We thank the CEMITURE program for its support and constructive feedback. We also want to acknowledge the assistance of Mr. Craig Banks, Manager of the Georgia Southern University Animal Facility. We are also thankful to Emory Integrated Genomics Core (EIGC) for running global gene expression experiments. EIGC is subsidized by the Emory University School of Medicine and is one of the Emory Integrated Core Facilities.

Disclosure statement

No potential conflict of interest was reported by the author(s).

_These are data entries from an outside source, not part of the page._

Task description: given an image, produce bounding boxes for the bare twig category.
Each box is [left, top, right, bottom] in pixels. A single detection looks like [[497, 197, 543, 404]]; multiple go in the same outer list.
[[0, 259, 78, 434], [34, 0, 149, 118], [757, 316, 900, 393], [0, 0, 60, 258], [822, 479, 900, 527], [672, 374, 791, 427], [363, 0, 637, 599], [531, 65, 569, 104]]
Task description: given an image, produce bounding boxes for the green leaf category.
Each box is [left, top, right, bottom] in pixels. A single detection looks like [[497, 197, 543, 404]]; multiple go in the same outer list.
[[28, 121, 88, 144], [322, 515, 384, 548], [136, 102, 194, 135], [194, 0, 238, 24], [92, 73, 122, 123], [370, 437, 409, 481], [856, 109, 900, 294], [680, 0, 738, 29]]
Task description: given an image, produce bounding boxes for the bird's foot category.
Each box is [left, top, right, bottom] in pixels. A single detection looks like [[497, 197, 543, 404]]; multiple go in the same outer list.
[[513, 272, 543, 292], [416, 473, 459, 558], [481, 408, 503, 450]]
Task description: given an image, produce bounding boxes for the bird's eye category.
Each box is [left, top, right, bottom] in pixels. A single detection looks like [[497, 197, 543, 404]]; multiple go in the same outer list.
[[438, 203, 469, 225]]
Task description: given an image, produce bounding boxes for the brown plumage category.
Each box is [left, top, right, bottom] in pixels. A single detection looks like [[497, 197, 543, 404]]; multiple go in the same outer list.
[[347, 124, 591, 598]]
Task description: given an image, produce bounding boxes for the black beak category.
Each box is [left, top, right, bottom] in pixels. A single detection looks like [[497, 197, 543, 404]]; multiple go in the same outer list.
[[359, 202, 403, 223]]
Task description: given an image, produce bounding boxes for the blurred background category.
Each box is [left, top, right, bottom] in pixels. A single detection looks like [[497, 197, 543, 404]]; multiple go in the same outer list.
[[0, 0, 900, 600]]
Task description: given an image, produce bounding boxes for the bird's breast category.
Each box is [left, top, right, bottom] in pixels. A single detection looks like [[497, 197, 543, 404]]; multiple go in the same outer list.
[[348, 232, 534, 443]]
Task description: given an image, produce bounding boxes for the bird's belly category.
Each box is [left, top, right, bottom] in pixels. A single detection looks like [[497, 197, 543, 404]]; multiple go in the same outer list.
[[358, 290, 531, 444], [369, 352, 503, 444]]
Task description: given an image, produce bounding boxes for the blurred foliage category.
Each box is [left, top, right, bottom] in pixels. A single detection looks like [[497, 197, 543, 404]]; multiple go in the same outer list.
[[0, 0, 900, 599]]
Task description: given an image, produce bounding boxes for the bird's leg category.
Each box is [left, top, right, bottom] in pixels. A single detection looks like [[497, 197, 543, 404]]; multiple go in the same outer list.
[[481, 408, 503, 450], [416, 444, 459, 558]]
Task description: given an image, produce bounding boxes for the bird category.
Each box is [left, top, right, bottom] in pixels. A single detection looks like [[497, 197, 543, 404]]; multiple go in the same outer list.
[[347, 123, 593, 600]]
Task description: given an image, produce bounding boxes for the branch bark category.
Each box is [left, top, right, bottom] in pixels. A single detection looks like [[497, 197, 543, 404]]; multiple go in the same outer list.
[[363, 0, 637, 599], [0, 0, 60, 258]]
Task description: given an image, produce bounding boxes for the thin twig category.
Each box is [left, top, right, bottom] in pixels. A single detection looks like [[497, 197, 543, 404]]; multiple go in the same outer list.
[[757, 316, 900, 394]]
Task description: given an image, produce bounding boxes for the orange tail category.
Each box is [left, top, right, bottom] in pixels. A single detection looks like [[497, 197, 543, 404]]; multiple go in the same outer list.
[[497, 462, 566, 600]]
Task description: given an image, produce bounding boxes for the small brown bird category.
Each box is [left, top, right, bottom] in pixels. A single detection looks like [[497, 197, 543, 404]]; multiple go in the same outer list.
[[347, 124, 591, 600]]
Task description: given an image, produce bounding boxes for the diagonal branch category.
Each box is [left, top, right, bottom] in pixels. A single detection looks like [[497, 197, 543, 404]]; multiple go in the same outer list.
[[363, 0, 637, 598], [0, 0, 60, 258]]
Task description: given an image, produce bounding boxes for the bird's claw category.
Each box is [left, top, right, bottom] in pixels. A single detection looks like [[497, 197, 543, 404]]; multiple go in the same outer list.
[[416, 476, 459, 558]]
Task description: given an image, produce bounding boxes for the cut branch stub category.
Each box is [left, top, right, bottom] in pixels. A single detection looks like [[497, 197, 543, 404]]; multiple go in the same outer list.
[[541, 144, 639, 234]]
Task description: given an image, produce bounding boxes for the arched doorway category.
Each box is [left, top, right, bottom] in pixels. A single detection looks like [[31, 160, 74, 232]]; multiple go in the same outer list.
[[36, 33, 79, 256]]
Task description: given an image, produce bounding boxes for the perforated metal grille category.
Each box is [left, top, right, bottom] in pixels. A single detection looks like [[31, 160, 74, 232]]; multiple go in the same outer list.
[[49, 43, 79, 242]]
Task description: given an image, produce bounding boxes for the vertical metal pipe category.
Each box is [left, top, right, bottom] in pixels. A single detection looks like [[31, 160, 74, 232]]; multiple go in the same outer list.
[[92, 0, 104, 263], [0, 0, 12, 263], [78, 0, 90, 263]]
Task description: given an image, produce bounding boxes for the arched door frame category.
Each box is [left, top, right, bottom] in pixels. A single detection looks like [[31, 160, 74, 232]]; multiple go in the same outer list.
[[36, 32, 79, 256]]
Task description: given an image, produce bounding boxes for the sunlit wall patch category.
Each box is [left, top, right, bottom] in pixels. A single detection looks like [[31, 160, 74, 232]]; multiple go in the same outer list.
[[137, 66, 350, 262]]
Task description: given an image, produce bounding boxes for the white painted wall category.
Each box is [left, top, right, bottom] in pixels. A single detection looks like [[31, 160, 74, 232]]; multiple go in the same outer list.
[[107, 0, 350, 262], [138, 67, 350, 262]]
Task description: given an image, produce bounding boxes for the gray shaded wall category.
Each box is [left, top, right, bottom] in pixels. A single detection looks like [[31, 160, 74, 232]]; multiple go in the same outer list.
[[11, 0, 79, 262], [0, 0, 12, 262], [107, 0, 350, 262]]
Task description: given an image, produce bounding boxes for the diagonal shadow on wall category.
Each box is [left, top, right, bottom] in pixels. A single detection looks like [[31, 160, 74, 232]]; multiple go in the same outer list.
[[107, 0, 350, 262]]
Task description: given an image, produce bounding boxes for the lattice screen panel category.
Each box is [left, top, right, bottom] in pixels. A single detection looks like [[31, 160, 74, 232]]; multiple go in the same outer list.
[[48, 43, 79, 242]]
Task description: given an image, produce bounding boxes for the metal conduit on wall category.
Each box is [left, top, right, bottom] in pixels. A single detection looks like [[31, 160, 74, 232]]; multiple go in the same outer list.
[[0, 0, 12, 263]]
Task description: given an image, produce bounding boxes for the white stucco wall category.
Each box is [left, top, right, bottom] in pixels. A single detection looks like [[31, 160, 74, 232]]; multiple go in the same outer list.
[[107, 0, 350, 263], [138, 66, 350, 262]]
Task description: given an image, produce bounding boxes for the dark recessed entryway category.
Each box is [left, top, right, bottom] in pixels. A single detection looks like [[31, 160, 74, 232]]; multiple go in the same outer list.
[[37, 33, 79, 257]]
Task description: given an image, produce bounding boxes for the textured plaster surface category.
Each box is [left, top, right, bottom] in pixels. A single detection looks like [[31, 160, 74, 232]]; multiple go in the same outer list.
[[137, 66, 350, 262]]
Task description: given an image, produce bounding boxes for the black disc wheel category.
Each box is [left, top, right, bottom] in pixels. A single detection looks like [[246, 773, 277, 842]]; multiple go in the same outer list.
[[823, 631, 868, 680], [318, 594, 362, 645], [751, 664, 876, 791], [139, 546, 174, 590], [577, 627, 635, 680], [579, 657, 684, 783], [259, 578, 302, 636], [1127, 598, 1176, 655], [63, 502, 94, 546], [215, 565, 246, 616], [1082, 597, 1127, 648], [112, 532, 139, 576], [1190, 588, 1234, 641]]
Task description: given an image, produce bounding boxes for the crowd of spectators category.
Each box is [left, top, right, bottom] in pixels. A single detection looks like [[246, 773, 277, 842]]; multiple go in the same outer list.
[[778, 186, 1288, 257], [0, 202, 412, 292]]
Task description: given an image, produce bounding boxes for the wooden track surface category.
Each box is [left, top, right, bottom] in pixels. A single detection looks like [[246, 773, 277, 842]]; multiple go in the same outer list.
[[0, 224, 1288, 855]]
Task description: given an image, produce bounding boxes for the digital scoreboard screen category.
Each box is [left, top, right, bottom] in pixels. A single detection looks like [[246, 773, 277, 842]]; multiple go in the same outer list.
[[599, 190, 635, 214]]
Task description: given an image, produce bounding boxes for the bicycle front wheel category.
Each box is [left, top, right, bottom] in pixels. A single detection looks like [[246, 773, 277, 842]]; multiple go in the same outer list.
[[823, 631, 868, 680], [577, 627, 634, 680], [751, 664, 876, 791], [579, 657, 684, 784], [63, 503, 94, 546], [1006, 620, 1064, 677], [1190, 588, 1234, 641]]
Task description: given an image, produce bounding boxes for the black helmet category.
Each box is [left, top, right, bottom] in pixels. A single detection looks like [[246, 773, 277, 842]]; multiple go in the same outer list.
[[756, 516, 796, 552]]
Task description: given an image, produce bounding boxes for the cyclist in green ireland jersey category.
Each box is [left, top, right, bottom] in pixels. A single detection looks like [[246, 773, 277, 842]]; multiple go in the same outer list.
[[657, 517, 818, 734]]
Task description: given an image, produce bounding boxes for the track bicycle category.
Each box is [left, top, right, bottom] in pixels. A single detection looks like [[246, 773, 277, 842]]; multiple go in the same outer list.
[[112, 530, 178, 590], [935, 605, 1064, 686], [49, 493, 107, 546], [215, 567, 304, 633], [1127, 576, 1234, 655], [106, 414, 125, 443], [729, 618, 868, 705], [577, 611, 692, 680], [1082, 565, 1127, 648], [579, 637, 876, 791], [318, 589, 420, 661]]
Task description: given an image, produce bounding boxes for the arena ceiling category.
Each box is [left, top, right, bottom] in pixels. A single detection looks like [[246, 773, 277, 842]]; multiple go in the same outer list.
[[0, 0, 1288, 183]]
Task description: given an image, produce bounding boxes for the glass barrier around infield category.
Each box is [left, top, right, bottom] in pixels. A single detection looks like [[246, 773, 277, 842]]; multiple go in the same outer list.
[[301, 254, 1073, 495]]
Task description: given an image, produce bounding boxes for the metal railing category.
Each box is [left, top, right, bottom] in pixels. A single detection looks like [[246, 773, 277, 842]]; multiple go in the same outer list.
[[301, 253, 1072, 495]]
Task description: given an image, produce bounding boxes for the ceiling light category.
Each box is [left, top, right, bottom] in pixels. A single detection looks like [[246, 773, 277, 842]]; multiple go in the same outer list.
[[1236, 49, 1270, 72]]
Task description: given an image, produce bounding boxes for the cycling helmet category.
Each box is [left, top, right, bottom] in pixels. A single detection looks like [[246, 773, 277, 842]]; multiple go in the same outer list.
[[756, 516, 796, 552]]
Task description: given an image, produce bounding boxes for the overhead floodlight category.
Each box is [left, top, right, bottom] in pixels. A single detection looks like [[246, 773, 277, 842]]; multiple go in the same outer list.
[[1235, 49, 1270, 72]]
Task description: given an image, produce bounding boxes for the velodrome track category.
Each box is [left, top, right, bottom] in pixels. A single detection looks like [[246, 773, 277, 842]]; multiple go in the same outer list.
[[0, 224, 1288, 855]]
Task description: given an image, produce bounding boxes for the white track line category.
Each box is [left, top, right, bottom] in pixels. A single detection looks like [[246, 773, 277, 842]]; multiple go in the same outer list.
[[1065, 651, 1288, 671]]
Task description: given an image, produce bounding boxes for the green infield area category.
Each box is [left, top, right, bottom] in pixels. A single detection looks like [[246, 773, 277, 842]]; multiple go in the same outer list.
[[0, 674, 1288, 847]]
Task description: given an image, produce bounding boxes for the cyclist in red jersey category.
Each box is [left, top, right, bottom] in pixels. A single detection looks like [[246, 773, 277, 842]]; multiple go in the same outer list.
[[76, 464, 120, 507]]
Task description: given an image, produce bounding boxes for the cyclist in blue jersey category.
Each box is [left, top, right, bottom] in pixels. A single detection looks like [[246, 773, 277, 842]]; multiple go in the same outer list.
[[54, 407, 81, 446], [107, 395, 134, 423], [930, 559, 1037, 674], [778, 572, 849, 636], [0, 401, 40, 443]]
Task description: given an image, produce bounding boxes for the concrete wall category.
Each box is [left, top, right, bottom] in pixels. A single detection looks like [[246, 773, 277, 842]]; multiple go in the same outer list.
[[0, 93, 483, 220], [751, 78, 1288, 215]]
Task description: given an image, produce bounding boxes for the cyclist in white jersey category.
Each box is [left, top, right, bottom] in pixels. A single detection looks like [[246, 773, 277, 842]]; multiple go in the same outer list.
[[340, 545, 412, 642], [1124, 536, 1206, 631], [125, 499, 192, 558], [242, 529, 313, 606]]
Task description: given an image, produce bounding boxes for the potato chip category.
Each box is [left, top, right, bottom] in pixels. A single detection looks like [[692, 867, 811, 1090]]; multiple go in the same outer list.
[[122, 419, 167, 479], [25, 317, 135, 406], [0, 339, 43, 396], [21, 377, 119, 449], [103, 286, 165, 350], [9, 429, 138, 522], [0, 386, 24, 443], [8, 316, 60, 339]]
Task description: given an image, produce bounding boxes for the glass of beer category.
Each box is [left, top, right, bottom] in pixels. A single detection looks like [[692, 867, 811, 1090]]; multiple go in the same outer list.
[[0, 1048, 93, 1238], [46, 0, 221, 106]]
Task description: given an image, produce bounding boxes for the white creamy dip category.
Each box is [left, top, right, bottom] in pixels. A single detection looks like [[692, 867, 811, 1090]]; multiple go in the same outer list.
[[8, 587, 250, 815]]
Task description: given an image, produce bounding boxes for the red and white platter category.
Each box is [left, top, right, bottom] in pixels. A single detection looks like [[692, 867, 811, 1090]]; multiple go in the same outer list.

Data availability statement

Raw microarray data were generated at Emory Integrated Genomics Core (EIGC). Derived data supporting the findings of this study are available from the corresponding author [WEG] on request.

Additional information

Funding

This project was funded in part through support from the Faculty Research Committee FY17 (2016-2017), Research Seed Funding Award Georgia Southern University. This work was partially supported by the NSF-REU NSF-CHE 1359229 (REU).